The risk of unintended consequences

Time is of the essence. Efforts to limit the temperature increase to 1.5oC above pre-industrial levels by cutting CO2 emissions appear to be falling short, and experiments to remove carbon dioxide by selective confinement or air capture attempts have proven inefficient. So now scientists are devising strategies to act on solar energy.

"There are at least five possible strategies to manage solar radiation, but only two are actually being explored intensively, as they seem more feasible," explained Muri, the Norwegian scholar. Muri works with SRMGI as an expert in solar radiation modelling: for the next two years she will assist DECIMALS' researchers in their investigations on this technique.

One strategy under exploration is called marine sky brightening: it calls for adding sea salt particles to areas where clouds form over the oceans. "Sea salt aerosols create condensation nuclei and make clouds denser, able to reflect a greater amount of light back into space," Muri said.

Stratospheric aerosol injections are another technique, based on sprinkling water particles into the stratosphere using balloons or aircrafts as high as 20 kilometres above the Earth. "There, particles would scatter and reflect solar radiation, increasing Earth's reflectivity and cooling the temperature," she added. In either case we need to rule out a number of potential drawbacks before we feel comfortable to begin outdoor tests.

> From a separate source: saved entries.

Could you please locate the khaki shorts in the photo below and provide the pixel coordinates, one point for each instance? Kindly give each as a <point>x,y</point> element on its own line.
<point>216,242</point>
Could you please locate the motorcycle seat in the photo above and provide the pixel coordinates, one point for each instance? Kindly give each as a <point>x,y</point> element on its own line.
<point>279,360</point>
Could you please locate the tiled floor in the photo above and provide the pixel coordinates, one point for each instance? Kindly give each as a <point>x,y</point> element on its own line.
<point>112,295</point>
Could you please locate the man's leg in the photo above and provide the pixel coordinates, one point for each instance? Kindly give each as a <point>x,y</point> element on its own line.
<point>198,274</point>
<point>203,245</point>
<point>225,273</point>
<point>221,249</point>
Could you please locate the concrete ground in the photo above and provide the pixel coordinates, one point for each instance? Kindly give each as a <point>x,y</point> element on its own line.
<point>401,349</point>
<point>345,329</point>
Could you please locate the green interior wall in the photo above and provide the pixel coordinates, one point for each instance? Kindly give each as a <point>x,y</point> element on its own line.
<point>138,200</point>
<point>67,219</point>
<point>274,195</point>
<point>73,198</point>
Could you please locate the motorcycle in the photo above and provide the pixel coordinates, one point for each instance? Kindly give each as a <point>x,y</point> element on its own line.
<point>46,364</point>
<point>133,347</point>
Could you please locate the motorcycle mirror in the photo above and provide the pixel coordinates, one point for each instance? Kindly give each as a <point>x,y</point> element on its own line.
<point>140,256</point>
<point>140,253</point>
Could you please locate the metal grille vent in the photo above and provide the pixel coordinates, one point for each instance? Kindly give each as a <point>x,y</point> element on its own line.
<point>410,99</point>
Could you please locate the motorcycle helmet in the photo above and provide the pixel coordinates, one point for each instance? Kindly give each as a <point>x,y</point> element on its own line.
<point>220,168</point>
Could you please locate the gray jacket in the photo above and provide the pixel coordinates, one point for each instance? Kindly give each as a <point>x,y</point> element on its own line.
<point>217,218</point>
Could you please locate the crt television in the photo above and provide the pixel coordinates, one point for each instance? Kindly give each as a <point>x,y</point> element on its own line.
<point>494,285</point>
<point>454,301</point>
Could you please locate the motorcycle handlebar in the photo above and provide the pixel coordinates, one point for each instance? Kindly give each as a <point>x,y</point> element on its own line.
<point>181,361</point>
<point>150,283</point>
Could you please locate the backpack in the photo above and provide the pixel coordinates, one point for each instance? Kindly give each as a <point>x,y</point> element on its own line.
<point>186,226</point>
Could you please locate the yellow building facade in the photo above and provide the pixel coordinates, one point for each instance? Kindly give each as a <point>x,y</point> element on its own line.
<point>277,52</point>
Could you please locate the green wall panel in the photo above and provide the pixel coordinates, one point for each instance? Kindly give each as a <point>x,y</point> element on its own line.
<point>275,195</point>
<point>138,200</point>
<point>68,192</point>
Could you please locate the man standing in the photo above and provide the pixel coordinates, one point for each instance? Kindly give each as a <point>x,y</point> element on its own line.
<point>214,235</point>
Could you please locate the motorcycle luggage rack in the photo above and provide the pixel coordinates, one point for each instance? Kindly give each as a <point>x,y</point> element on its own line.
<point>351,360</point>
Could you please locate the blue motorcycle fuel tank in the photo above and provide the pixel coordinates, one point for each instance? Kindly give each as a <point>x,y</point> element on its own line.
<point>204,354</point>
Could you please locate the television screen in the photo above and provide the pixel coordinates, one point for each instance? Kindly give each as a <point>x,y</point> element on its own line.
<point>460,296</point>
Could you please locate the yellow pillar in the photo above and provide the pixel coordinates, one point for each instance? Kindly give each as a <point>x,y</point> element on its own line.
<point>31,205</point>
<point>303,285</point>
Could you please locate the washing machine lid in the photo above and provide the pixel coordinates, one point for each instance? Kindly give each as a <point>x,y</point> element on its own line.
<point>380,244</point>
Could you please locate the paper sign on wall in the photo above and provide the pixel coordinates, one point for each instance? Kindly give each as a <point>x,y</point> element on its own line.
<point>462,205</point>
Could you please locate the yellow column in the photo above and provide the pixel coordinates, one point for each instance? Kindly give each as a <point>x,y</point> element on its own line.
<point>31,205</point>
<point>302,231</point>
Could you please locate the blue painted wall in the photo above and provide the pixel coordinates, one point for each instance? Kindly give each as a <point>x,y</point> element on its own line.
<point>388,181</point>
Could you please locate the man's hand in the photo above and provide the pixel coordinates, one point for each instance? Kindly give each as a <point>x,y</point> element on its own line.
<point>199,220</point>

In the meantime, farmers in Ethiopia and other African countries keep waiting for the regularity of the next rainy season. "There are many regional differences in how climate change affects nations," Kassaye said, "and there would be many differences in the use of geoengineering if it would come true." What's important for African farmers, he added, is not what's happening at the global level, but whether there will be enough rain in the next season.

Kassaye is engaging in solar radiation management through SRMGI: he has attended initiative meetings in South Africa and Ethiopia, and in Kenya as a guest speaker last year. In 2018 he co-authored a commentary in the journal Nature.

A central role for developing countries

"Developing countries must lead and be an active part in SRM governance: we cannot accept the developed world be the unique leader in the discussion, because we do contribute very low to global warming but we are the most heavily affected," Kassaye added.

But there's another important impact on the ground, in African farming communities. "With climate change and less predictability in the climate system," Kassaye said, "Ethiopian farmers do not lose only agricultural productivity, they are also devoid of their natural knowledge, because they don't know any more when to sow the seeds, do the weeding and the agricultural work, and when to harvest, due to the irregularity of the rainfall regime."

Geoengineering seems promising, on a theoretical level. But as the Trieste Next experts warned, it should not be used to sidestep important decisions on carbon dioxide emissions. We must keep in mind that many open questions lie ahead: who should set the thermostat and lead the governance? What are the risks associated with this technology? What would be a Plan D if something serious and unexpected happens?